Jean-Marie Corbusier, Le Livre des oublis et des veilles, Ed. Le taillis Pré

Jean-Marie Corbusier, Le Livre des oublis et des veilles, Ed. Le taillis Pré

C’est bien la condition humaine qui est en jeu ici, dans une tonalité tragique qui n’est pas sans rappeler celle des grands livres de Pierre Reverdy.

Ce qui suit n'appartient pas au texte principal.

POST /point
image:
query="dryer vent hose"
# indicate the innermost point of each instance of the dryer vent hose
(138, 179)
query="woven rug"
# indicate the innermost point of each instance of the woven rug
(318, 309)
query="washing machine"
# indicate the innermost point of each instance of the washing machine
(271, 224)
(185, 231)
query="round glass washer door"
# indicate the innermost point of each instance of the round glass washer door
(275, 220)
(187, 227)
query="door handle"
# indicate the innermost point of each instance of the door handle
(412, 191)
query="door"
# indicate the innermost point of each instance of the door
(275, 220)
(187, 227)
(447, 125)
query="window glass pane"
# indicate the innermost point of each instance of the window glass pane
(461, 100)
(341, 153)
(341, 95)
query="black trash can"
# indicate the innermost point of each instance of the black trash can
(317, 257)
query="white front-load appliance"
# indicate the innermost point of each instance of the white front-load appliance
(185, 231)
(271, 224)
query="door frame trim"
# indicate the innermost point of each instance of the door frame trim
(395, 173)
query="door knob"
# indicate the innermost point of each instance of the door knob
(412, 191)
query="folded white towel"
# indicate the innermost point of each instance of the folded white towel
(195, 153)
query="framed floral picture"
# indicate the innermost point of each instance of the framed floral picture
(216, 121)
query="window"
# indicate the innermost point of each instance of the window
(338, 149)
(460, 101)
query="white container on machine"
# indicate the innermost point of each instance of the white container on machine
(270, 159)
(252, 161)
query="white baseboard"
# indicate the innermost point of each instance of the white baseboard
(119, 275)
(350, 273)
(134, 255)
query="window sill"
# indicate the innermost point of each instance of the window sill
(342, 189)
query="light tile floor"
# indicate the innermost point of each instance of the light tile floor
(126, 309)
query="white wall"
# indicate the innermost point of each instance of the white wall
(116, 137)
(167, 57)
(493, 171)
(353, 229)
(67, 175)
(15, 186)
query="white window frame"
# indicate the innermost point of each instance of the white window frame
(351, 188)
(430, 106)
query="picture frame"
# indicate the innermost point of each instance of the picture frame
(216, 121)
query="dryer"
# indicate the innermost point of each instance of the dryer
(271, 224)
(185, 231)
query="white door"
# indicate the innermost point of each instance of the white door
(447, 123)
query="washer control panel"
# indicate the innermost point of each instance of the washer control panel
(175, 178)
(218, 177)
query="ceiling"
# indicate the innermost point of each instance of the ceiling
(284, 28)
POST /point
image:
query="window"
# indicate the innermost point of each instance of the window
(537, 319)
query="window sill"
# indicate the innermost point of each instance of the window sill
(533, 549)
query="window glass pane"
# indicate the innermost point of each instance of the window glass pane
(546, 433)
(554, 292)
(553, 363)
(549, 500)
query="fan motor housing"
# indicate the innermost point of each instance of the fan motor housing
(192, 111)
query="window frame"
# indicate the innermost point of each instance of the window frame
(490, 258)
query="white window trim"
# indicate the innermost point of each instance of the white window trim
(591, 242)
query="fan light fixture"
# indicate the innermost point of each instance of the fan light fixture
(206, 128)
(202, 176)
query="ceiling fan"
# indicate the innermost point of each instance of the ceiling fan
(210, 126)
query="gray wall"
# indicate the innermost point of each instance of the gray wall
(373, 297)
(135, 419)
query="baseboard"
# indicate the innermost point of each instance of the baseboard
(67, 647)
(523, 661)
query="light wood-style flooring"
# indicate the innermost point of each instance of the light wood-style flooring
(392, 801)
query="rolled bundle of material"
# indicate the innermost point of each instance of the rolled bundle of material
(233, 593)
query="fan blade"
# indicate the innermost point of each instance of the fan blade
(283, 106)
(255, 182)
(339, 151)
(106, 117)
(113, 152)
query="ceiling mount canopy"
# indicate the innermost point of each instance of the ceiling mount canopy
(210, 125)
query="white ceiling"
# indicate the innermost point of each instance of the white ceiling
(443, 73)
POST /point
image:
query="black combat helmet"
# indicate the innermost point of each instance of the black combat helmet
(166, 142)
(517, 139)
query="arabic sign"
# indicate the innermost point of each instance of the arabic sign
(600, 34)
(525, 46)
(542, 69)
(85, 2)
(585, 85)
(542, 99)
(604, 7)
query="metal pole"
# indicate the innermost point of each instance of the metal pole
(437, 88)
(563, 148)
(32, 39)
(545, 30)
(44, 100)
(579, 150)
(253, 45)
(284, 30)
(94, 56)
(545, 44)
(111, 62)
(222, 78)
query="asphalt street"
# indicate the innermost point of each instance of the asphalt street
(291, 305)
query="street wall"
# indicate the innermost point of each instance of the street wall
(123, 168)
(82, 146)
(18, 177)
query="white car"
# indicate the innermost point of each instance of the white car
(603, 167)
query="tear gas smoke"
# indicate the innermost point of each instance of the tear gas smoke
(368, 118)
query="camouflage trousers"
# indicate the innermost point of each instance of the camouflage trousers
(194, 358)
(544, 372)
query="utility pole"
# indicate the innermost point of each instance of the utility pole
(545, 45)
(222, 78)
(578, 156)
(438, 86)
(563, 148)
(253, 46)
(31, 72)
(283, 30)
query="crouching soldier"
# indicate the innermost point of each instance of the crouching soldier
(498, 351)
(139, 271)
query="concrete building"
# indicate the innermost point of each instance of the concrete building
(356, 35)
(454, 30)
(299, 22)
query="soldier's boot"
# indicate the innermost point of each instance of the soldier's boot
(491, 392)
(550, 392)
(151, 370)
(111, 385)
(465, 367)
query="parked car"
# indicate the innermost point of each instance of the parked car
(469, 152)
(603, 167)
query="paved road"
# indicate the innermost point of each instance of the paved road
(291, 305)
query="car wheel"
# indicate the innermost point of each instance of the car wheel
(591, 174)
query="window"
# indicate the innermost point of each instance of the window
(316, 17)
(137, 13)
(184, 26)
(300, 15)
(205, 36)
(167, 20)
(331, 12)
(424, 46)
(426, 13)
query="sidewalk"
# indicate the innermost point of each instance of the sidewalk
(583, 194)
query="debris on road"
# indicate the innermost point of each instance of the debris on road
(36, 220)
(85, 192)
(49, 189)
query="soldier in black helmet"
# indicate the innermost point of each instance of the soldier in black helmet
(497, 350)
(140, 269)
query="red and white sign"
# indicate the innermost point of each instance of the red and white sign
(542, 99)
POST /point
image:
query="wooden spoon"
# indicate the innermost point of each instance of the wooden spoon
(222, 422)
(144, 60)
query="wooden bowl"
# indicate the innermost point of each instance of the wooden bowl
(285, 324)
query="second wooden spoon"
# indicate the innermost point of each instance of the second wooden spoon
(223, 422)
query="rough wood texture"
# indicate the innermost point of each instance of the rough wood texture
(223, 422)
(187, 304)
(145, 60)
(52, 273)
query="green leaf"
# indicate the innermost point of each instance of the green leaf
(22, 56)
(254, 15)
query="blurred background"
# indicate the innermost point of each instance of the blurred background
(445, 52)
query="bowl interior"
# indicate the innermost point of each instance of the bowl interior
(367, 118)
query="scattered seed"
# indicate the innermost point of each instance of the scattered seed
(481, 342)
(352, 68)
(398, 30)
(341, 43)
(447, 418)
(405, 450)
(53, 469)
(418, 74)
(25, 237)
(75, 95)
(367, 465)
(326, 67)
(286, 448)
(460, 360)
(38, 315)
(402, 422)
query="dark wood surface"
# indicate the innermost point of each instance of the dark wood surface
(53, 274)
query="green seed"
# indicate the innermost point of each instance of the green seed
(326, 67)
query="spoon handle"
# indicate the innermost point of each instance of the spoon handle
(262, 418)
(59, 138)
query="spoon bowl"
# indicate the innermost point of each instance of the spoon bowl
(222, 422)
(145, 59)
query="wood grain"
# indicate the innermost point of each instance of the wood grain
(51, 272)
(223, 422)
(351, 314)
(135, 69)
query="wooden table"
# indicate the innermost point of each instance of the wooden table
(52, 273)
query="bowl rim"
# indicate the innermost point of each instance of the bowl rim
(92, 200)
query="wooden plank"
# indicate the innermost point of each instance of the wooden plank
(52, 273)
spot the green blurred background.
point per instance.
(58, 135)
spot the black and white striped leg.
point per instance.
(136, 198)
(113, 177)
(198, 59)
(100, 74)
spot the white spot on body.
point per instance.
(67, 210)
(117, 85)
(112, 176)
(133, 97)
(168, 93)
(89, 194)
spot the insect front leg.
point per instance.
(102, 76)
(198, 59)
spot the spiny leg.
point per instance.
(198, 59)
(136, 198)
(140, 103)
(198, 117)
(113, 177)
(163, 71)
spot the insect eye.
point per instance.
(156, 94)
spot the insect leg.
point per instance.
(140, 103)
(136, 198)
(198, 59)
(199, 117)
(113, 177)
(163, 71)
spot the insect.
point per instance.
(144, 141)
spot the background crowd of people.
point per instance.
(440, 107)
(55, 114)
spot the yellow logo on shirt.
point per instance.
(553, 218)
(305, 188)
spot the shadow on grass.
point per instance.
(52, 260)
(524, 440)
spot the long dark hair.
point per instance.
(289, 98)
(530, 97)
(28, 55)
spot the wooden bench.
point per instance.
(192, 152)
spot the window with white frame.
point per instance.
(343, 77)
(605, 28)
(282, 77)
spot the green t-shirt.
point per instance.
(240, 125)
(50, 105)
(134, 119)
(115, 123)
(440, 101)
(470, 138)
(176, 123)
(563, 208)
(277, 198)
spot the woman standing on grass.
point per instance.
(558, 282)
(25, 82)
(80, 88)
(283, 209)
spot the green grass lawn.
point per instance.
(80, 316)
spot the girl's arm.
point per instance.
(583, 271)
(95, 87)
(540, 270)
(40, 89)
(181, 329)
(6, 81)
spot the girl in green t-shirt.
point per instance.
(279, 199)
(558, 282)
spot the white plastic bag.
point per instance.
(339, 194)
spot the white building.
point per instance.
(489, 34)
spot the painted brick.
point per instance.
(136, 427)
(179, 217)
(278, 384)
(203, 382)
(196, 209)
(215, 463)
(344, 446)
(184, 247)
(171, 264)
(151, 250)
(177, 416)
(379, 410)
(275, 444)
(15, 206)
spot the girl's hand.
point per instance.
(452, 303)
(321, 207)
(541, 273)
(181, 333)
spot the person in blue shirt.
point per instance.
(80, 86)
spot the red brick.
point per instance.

L’horizontale de l’homme, souvent au ras du sol qu’il faut pourtant ne pas perdre (« je parle pour toucher terre »), regarde la verticale du mur qui semble narguer ses efforts pour aller  vers le bleu. C’est aussi l’horizontale des vers brefs, ajourés et comme en goutte à goutte, que le silence aussitôt vient combler.

Sitôt levé
le silence des mots
prolifère

Chaque poème apparaît comme un « sursis », un peu de temps vaincu, un peu d’espace conquis. Dans un univers mat, la « parole de l’oubli / sans visage/ oubliée » se dissipe, s’efface à mesure qu’elle s’écrit. Un mot « comme à crédit » jette un peu d’éclat avant de sombrer.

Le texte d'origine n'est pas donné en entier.